This post is part of our continuing blog series on the Internet of Things. In our previous posts, we discussed sensors,  wireless technologies in IoT, and Connected Operations: 3 IoT Scenarios. Smart cities, self-driving cars, intelligent machines—the IoT market is exploding with “Things.” The ease with which they cross over from sci-fi to real life makes it look like a breeze, thanks in part to data engineers who do the heavy lifting behind the scenes. Take the case of a smart factory outfitted with IP-enabled surveillance cameras. For every camera, the factory has 70 GB highly compressed data to deal with every day. In a wind farm, a single turbine could generate 1-5 TB data every day. With scores of devices churning data every second, it is doesn’t take long for data to become really unwieldy. It’s not just the humongous data that poses a challenge but also its diversity and velocity. For IoT applications to come together, data streamed by disparate devices have to be made available in a useful form. Dealing with IoT data, which is diverse, real-time, and high-stream is no small feat. Data engineers have their hands full with tasks ranging from data ingestion, integration, processing, and storage. A range of frameworks, starting with Apache Hadoop, comes to their help.

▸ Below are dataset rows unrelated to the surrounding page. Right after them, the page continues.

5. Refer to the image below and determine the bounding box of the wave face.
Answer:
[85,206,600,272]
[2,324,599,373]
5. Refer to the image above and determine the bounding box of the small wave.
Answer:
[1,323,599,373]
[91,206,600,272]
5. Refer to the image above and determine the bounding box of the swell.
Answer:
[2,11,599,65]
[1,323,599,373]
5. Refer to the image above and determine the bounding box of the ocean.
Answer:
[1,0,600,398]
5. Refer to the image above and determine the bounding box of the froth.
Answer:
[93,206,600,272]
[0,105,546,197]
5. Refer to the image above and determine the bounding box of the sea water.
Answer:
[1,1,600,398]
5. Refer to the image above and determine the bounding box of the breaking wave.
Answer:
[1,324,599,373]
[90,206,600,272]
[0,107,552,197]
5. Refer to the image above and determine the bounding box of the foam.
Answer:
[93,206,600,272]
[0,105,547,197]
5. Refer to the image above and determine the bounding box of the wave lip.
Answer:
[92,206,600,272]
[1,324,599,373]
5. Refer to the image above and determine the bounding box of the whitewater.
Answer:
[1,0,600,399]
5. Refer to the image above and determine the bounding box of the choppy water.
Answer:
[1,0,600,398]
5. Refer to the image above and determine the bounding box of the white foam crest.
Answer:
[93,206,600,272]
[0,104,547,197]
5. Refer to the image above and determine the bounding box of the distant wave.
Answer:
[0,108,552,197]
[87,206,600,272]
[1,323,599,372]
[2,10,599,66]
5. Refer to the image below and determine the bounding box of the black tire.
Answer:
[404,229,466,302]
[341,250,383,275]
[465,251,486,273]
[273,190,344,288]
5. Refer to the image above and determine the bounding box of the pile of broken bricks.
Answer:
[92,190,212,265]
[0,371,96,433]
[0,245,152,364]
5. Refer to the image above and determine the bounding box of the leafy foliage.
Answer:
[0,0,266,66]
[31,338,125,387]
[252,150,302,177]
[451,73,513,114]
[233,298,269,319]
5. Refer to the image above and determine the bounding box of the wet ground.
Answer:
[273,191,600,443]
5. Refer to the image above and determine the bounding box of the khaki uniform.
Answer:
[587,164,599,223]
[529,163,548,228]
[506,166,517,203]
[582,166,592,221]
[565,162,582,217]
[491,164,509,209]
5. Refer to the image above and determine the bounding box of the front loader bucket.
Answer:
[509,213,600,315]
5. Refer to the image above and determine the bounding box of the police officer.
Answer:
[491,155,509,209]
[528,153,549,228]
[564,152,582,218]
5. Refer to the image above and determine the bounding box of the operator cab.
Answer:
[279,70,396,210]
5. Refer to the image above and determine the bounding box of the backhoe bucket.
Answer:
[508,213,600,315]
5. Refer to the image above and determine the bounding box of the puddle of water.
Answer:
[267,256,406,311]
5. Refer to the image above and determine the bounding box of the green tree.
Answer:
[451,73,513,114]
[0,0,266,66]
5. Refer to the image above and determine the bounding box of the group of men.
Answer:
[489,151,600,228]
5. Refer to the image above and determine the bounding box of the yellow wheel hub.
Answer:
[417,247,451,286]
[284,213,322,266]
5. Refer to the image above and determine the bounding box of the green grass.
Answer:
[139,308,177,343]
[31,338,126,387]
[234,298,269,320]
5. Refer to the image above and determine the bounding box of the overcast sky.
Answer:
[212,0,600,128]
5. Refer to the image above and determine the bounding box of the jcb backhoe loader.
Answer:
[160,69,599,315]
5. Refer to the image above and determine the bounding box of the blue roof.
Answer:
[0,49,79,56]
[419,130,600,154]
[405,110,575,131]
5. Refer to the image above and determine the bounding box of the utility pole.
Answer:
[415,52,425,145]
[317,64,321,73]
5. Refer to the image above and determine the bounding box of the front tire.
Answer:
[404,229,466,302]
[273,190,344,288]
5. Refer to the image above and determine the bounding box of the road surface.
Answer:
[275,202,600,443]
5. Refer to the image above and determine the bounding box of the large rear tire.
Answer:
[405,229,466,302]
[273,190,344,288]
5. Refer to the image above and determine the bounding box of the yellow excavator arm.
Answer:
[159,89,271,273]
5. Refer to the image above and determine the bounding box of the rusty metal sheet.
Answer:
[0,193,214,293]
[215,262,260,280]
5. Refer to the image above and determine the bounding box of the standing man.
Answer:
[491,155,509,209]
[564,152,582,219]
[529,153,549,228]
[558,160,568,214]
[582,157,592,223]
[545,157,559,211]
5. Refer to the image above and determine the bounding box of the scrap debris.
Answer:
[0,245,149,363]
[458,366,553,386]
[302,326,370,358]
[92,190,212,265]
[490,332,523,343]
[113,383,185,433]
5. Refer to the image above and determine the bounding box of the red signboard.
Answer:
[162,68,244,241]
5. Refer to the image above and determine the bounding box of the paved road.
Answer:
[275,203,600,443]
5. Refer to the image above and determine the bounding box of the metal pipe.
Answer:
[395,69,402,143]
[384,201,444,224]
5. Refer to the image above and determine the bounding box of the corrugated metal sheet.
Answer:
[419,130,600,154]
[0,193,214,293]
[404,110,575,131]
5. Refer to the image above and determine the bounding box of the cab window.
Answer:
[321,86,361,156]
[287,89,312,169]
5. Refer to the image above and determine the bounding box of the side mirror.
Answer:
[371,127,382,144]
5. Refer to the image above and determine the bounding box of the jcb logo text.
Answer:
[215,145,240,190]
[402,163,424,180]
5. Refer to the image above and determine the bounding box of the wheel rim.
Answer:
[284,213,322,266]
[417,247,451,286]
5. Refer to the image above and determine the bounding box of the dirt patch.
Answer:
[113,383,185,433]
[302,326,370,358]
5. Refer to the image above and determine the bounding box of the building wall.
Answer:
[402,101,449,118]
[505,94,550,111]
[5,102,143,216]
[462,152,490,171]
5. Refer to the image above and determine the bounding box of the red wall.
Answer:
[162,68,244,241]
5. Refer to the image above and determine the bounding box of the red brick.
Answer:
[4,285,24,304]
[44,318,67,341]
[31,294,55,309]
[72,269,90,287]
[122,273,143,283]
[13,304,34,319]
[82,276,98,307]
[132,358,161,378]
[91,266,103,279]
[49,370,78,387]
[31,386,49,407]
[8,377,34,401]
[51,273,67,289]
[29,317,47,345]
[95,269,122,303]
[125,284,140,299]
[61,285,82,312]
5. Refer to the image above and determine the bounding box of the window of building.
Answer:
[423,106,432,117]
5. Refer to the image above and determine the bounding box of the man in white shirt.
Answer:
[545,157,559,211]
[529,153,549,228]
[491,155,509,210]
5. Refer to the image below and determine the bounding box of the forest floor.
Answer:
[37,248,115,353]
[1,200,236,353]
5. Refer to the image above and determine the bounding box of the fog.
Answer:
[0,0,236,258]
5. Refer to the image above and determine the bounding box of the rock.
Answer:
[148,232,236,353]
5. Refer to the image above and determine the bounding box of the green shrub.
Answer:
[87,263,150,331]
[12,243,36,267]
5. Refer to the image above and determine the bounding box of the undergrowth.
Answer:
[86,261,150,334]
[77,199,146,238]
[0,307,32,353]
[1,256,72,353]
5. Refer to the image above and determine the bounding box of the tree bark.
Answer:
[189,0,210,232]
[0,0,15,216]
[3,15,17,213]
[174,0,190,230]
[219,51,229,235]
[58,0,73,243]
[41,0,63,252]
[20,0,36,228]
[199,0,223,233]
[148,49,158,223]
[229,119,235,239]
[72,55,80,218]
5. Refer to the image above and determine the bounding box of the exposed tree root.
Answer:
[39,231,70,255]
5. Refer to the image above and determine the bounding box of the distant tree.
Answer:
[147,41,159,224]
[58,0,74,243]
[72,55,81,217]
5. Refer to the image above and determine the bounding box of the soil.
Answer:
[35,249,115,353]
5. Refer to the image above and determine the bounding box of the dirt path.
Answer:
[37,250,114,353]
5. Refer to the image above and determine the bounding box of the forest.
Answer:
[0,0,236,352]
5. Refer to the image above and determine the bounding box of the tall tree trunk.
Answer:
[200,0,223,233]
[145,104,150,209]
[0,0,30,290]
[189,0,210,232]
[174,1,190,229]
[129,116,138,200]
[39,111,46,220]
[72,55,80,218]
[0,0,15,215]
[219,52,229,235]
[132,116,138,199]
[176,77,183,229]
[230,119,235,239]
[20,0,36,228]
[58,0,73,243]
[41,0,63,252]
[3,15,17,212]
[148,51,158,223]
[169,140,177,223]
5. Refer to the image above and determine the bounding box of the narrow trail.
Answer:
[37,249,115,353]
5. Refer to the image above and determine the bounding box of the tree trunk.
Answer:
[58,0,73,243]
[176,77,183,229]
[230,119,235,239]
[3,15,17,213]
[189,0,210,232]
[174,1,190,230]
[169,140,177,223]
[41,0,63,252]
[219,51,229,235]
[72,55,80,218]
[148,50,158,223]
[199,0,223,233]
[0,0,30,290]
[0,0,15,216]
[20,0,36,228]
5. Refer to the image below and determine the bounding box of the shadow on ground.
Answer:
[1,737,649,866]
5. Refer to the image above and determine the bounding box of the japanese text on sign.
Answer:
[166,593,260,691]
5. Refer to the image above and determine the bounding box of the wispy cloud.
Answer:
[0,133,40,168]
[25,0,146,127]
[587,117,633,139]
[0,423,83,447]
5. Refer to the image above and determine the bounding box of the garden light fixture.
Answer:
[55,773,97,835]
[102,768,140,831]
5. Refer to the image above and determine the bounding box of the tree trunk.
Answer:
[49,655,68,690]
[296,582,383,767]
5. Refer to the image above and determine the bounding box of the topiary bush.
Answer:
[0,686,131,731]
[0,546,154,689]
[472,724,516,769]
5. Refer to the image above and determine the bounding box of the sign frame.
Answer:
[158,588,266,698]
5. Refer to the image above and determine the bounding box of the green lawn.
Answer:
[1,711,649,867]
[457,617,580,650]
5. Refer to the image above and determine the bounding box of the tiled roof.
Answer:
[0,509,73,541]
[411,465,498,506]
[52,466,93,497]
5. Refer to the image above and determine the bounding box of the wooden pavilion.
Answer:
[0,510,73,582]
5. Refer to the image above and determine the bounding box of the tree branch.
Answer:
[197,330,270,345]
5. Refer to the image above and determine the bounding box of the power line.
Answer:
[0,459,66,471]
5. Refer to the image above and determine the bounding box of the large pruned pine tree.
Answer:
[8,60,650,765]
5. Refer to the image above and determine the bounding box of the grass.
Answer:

IoT Data System Architecture

A generalized IoT data framework looks like this: Data Engineering: The Heavy Lifting Behind IoT Data is generated by diverse devices or the intermediate data stores that are linked to the devices. It is ingested into a central processing and analytics platform. Data is ingested either in streams or in batches and is transformed as it flows through the pipeline. The transformed data is stored in various data stores or served to analytics applications in real time. At the far end of the spectrum, visualization tools help end users access this data. It is obvious that data engineering involves a medley of tools and approaches. Choosing the right ones based on data volume, format, throughput requirements, and so on, is where a data engineer’s skill comes into play. More on each of these stages below:

Data Ingestion

Data ingestion is the first step in data engineering. Data from diverse sources are brought to a central IoT platform that can handle huge volumes of data. While designing the ingestion process, the data engineer takes into consideration various factors like diversity in data formats and speed of data. Something else the data engineers have to account for is the late arrival of data due to connectivity issues at device location. In batch ingestion, a chunk of data is pushed into the data pipeline at intervals. The data engineer looks at the various data sources and the knowledge output expected from the data and plans the ingestion process accordingly. Prioritizing data sources, validating at the source, routing to the correct stage of data pipeline are some of the tasks involved. Again, they must take into account factors like data velocity, volume, formats, and mode of ingestion required. Big data systems use optimized data serialization technologies like Apache Avro. While allowing rich data structure, Avro provides compact and fast binary serialization format. It can be easily serialized into a file and can support remote procedure calls (RPC). It provides for easy interface creation in high-level languages. An alternative is Apache Thrift.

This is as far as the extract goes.